A Sampling Approach to Generating Closely Interacting 3D Pose-Pairs from 2D Annotations

Kangxue Yin; Hui Huang; Edmond S L Ho; Hao Wang; Taku Komura; Daniel Cohen-Or; Hao Zhang

doi:10.1109/TVCG.2018.2832097

A Sampling Approach to Generating Closely Interacting 3D Pose-Pairs from 2D Annotations

IEEE Trans Vis Comput Graph. 2019 Jun;25(6):2217-2227. doi: 10.1109/TVCG.2018.2832097. Epub 2018 May 1.

Authors

Kangxue Yin, Hui Huang, Edmond S L Ho, Hao Wang, Taku Komura, Daniel Cohen-Or, Hao Zhang

PMID: 29994049
DOI: 10.1109/TVCG.2018.2832097

Abstract

We introduce a data-driven method to generate a large number of plausible, closely interacting 3D human pose-pairs, for a given motion category, e.g., wrestling or salsa dance.

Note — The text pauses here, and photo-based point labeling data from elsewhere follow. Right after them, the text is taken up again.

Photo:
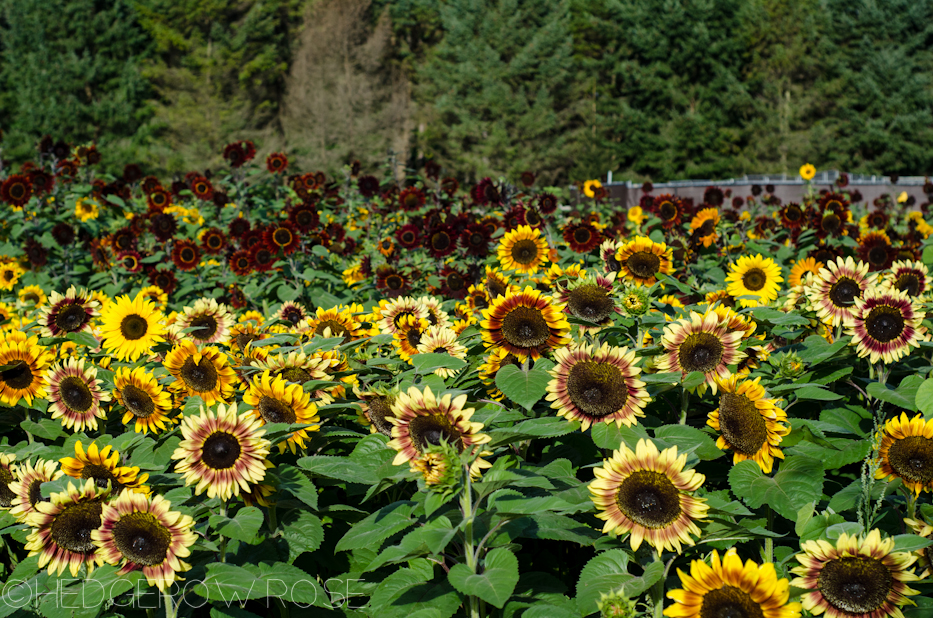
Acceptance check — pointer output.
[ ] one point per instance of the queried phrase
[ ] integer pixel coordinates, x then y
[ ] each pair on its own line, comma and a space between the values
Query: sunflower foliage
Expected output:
352, 396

With much difficulty in acquiring close interactions using 3D sensors, our approach utilizes abundant existing video data which cover many human activities. Instead of treating the data generation problem as one of reconstruction, either through 3D acquisition or direct 2D-to-3D data lifting from video annotations, we present a solution based on Markov Chain Monte Carlo (MCMC) sampling. Given a motion category and a set of video frames depicting the motion with the 2D pose-pair in each frame annotated, we start the sampling with one or few seed 3D pose-pairs which are manually created based on the target motion category. The initial set is then augmented by MCMC sampling around the seeds, via the Metropolis-Hastings algorithm and guided by a probability density function (PDF) that is defined by two terms to bias the sampling towards 3D pose-pairs that are physically valid and plausible for the motion category. With a focus on efficient sampling over the space of close interactions, rather than pose spaces, we develop a novel representation called interaction coordinates (IC) to encode both poses and their interactions in an integrated manner. Plausibility of a 3D pose-pair is then defined based on the IC and with respect to the annotated 2D pose-pairs from video. We show that our sampling-based approach is able to efficiently synthesize a large volume of plausible, closely interacting 3D pose-pairs which provide a good coverage of the input 2D pose-pairs.